- Created by: Mark Kenneth Woods
- Starring: Mark Kenneth Woods Michael Venus Amy Goodmurphy Ryan Steele
- Country of origin: Canada
- No. of seasons: 2
- No. of episodes: 12

Production
- Camera setup: Single camera
- Running time: 30 minutes

Original release
- Network: OUTtv
- Release: June 3, 2013 – October 13, 2014

= The Face of Furry Creek =

The Face of Furry Creek is a television series produced by MKW Productions that stars writer/comedian Mark Kenneth Woods, actors Michael Venus, Amy Goodmurphy and Ryan Steele as multiple characters competing in a small mountain town reality-show type contest. It was created by Woods and the series premiered on OUTtv on June 3, 2013 in the network's coveted Monday night 9pm time slot previously held by Season 5 of RuPaul's Drag Race.

The comedy series was conceived as a hybrid television series and online digital project. It was shot in the style of reality television and includes a fictional contest website with additional media not seen on television.

The Face of Furry Creek debuted to critical acclaim with Homorazzi.com calling the show "very clever and entertaining" with "fresh ideas" while Blouin ArtInfo called the series "gutsy satire that deserves more attention" and praised Woods' performance in particular saying "Woods deserves a bigger stage".

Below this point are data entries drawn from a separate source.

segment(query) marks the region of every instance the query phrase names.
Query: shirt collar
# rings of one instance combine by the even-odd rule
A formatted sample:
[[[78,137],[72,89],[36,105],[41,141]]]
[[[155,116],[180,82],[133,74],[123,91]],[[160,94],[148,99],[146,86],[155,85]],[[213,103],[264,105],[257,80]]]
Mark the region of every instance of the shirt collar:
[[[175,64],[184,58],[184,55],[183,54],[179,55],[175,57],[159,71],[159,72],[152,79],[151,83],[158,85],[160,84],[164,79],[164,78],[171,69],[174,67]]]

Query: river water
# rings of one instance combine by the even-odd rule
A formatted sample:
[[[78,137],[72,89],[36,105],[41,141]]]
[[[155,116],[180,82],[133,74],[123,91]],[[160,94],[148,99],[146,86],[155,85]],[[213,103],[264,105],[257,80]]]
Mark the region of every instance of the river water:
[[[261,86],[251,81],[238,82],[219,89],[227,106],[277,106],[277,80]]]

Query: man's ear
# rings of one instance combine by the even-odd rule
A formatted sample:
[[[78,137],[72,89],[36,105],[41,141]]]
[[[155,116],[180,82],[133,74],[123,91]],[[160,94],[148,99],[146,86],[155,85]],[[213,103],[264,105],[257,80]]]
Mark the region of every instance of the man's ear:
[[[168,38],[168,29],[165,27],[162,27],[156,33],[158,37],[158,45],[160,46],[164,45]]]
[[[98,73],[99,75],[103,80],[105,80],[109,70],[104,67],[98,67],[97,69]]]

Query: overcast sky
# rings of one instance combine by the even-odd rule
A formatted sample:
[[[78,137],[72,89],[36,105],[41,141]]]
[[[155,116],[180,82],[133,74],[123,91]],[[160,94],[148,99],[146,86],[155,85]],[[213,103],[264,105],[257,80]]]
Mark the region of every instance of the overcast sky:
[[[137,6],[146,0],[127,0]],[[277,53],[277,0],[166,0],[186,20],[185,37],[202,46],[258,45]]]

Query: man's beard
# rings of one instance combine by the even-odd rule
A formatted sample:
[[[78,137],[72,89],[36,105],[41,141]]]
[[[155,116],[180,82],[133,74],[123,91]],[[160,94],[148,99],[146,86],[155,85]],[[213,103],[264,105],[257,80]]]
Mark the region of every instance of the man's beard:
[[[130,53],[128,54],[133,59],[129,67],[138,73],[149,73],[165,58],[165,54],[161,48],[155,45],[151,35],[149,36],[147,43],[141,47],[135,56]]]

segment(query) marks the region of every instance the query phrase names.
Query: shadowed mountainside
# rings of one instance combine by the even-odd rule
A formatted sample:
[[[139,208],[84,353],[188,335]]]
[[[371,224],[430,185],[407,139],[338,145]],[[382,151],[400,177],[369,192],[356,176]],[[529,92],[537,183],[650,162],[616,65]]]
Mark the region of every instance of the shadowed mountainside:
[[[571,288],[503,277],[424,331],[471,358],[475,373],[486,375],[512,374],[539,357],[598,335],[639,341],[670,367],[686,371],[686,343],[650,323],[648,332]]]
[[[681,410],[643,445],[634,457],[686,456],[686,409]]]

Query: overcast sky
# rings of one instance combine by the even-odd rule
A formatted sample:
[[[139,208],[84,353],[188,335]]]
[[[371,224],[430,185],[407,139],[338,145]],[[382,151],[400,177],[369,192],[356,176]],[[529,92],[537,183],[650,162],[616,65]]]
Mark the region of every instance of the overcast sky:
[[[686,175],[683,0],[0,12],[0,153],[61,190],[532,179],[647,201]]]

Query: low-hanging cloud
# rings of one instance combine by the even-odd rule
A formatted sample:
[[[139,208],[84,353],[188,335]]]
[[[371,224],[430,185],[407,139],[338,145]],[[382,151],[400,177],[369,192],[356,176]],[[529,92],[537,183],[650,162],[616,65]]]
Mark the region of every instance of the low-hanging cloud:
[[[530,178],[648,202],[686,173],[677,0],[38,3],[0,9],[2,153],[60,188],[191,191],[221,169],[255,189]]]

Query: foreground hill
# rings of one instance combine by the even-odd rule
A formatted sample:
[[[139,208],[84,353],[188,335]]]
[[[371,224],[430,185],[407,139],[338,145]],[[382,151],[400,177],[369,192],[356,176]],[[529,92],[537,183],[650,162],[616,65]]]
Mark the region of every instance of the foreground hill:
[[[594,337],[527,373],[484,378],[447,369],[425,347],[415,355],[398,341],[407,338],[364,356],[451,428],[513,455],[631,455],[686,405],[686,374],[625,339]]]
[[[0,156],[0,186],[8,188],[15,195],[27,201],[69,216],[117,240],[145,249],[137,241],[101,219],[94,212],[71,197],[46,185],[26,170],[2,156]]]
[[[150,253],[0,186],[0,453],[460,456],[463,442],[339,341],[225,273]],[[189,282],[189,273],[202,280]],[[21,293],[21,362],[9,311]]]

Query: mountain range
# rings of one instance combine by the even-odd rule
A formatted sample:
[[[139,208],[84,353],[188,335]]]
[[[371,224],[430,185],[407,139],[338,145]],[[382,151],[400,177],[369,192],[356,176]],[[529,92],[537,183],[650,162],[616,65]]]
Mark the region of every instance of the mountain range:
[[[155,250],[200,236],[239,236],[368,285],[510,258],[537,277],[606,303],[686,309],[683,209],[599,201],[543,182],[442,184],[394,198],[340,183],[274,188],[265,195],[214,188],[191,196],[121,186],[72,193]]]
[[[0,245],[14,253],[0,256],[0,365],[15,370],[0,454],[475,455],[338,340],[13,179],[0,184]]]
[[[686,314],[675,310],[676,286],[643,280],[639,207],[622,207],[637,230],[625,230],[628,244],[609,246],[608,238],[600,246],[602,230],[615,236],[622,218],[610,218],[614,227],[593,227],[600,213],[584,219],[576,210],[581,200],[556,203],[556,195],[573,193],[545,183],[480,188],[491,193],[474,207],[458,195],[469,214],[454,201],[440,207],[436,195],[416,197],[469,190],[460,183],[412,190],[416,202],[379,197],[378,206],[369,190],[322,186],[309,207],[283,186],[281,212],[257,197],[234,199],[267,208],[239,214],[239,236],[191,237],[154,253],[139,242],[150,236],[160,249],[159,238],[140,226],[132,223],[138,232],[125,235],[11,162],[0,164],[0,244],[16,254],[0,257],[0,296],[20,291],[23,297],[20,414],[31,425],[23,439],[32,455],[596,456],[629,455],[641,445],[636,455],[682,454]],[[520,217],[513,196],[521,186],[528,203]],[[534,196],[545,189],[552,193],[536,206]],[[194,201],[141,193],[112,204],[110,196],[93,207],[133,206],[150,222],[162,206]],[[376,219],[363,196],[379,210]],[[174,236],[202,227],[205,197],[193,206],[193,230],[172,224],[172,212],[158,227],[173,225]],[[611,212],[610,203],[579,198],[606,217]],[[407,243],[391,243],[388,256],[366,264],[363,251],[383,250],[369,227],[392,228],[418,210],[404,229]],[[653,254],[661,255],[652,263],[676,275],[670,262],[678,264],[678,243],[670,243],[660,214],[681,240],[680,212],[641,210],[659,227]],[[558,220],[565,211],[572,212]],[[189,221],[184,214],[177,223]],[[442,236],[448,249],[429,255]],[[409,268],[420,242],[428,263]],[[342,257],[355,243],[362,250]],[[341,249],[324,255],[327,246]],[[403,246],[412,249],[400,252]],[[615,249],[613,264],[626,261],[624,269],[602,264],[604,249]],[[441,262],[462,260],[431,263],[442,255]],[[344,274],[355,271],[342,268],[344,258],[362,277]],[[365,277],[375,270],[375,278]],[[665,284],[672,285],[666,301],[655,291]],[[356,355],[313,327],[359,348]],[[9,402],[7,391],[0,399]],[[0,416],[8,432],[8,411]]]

On November 6, 2013, it was confirmed that the TV series would return for a second season in the summer of 2014 and include an additional digital companion project. Season 2 debuted on September 8, 2014.

All 12 episodes were released on the show's website for a limited time worldwide on June 1, 2015.

==Episode list==

| No. | Title | Written by | Original release date |
| 101 | "Meet the Faces" | Mark Kenneth Woods | 3 June 2013 |
Five desperate citizens in financial trouble decide to enter a contest to find “the face” of their small town’s new tourism campaign.
| 102 | "Blurgs" | Mark Kenneth Woods | 10 June 2013 |
The contestants are asked to write a blog post but Deb’s troubled past emerges when new neighbours move in. Chad and Guy decide to rate Furry Creek’s finest ladies and Greg takes a liking to their new homestay.
| 103 | "Facelikes and Twats" | Mark Kenneth Woods | 17 June 2013 |
As the contestants take on social media, a clueless Deb suddenly becomes obsessed, Chad and Guy ponder what women really want, Greg takes the challenge too far and a contestant is caught in the bush.
| 104 | "PSAs and Perverts" | Mark Kenneth Woods | 24 June 2013 |
Deb is put on a strict diet when the contestants are asked to create a public service announcement, Chad and Guy fight over a new girl in town, Liz plans an intervention and another contestant is eliminated.
| 105 | "Sex and the Diversity" | Mark Kenneth Woods | 1 July 2013 |
Liz receives a threat, a jealous Guy gets revenge, Deb tries to use sex appeal to get ahead and the competition gets ugly when the contestants are asked to show Furry Creek’s diversity.
| 106 | "The Face" | Mark Kenneth Woods | 8 July 2013 |
Sisi consoles Deb when her greatest fear comes alive, Chad tries to piece a mystery together and the final three contestants face off in the last challenge where a winner is declared.
| 201 | "Season 2%" | Mark Kenneth Woods | 8 September 2014 |
As tourists leave Furry Creek in droves, last year's winner announces a brand new contest and five determined citizens enter to compete to be "the face" of their town's new tourism campaign.
| 202 | "Pride and Mostly Prejudice" | Mark Kenneth Woods | 15 September 2014 |
The contestants are asked to create “Mine” Loop videos about what makes them proud as Deb receives a job offer and an unwelcome visitor.
| 203 | "Bullying A Deb" | Mark Kenneth Woods | 22 September 2014 |
As Channel 12 is accused of rigging the contest, the top 5 are asked to create an anti-bullying video but resort to bullying in order to get ahead.
| 204 | "Musical Fruit" | Mark Kenneth Woods | 29 September 2014 |
Deb meets a new “man friend” and a foreign corporation expresses interest in Furry Creek as the remaining contestants are asked to create a song in this musical-themed episode.
| 205 | "Freedumb" | Mark Kenneth Woods | 6 October 2014 |
The remaining finalists are asked to create a commercial refuting Furry Creek’s bad reputation as one of the contestants tests the limits of freedom of speech and the tiny Guatemalan mafia pays Sisi a visit.
| 206 | "Das Ende" | Mark Kenneth Woods | 13 October 2014 |
Deb and Sisi’s relationship hits a new low as the final three contestants are asked to create a live segment for Channel 12 News and a winner is declared.